II. LE CORPS DOUBLÉ DU "MOI" AGISSANT SUR LA SCÈNE SOCIALE.

Maurice Merleau-Ponty, « L’entrelacs et le chiasme », in Claude Lefort (dir.), Le Visible et l’invisible, Paris, Gallimard, 1964, page 139 (tiré de Le corps de l’artiste par Amelia Jones et Tracey Warr, page 27).

« La franchise par la chair […] la chair, non comme fait ou somme de faits, mais comme le lieu d’une inscription de vérité […] »

 

 

La chair, et par extension le corps de l’artiste, en plus de renverser les bases de la pratique picturale, induirait un rapport au réel et à la vérité. En effet, sa position de reflet nous donnerait l’exacte appréhension de la réalité tout en nous formulant, en creux de la démarche contestataire avancée, le véritable statut de l’humain en tant que sujet et non objet conditionné et passif. Le but étant de faire de cette chair, l’îlot des revendications construisant une société nouvelle et critiquant la répression. 

A. Un face-à-face avec les pouvoirs politiques impliquant le rituel.

  • Corps de l’artiste : étendard des revendications faites à l’encontre des différentes politiques brutales et oppressives menées dans le monde.

  • Contexte d’après guerre : effervescence de la reconstruction puis décadence et pauvreté.

  • Fil de l’histoire gangrené par les conflits de la Guerre froide opposant le bloc de l’Est au bloc de l’Ouest puis de ceux engendrés par l’effondrement et la dislocation de l’URSS. 

  • Avènement de nouvelles questions politiques à la fin du XXe siècle.

  • Ritualiser pour exorciser.

  • Années 1960 : réponse des artistes face à la barbarie et à l’illégitimité de la guerre au Vietnam.

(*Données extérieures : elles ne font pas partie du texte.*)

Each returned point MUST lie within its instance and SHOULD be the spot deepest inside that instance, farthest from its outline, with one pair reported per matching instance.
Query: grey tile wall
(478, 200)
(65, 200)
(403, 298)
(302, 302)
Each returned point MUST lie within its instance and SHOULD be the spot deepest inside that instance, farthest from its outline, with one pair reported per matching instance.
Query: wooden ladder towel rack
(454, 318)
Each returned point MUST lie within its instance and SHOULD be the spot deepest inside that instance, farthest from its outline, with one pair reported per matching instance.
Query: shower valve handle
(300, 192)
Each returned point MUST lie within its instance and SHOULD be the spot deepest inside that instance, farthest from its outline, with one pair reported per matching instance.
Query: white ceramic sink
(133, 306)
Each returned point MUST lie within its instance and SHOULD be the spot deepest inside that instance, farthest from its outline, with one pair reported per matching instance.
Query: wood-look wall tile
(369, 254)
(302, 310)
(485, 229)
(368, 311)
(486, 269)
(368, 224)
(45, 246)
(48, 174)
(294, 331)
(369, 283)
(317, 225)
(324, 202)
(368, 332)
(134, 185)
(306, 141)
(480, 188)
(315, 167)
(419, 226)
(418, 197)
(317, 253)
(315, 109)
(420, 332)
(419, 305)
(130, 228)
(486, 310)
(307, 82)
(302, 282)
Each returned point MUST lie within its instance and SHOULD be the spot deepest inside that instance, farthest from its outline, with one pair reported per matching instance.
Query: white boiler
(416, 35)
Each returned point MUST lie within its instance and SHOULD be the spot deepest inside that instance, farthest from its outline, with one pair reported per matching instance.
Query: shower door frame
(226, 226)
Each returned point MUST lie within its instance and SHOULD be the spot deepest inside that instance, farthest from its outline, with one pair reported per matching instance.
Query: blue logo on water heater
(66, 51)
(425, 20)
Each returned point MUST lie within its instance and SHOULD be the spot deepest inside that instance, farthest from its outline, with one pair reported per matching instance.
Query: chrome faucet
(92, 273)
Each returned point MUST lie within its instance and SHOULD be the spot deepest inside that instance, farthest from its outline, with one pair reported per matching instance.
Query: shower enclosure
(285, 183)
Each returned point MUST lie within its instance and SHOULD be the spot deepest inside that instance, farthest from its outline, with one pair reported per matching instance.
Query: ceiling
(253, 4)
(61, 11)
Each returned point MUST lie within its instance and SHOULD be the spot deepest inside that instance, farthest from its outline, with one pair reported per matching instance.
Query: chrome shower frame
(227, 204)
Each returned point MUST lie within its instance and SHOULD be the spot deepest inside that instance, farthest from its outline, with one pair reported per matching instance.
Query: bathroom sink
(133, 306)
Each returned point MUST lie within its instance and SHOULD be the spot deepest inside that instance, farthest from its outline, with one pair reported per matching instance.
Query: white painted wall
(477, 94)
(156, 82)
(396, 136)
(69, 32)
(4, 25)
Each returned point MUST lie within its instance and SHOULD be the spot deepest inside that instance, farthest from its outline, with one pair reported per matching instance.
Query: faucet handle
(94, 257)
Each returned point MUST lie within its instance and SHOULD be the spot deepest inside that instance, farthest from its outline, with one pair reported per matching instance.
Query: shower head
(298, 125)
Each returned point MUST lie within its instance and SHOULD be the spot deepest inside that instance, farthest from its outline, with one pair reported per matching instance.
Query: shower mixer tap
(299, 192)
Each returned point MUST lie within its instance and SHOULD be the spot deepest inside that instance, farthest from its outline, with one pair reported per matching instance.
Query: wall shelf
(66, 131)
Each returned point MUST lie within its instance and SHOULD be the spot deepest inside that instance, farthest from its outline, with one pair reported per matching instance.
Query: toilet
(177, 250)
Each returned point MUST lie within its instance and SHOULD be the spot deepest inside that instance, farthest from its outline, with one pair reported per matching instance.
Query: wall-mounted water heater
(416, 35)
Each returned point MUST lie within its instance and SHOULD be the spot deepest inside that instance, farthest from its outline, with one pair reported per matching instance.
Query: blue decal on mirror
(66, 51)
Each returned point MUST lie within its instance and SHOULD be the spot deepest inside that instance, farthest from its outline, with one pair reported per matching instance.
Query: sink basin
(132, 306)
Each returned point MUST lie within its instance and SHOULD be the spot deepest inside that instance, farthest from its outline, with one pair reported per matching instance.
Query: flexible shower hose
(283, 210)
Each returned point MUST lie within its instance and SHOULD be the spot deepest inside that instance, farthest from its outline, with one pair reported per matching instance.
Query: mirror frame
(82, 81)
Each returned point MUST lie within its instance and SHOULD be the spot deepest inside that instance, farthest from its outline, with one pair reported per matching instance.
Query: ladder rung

Représenter les violences des forces américaines perpétrées en passant par une violence appliquée au corps de l’artiste.

  • Yoko Ono, Cut Piece (Taillée en pièce), 1964, salle Yamaichi, Kyoto.

  • Nouvelles présentations de la performance en 1966 à l’Institute of Contemporary Art de Londres et en 2004 au théâtre Ranelagh à Paris : actualisation du propos.

  • Années 1970 : stratégie hégémonique capitaliste des Etats-Unis s’étendant dans le monde entier par l’expansion de leur culture et de leur politique. Tension supplémentaire avec le bloc communiste. 

  • Joseph Beuys, I Like America and America Likes me (J’aime l’Amérique et l’Amérique m’aime), 1974, René Bloch Gallery, New York (à gauche).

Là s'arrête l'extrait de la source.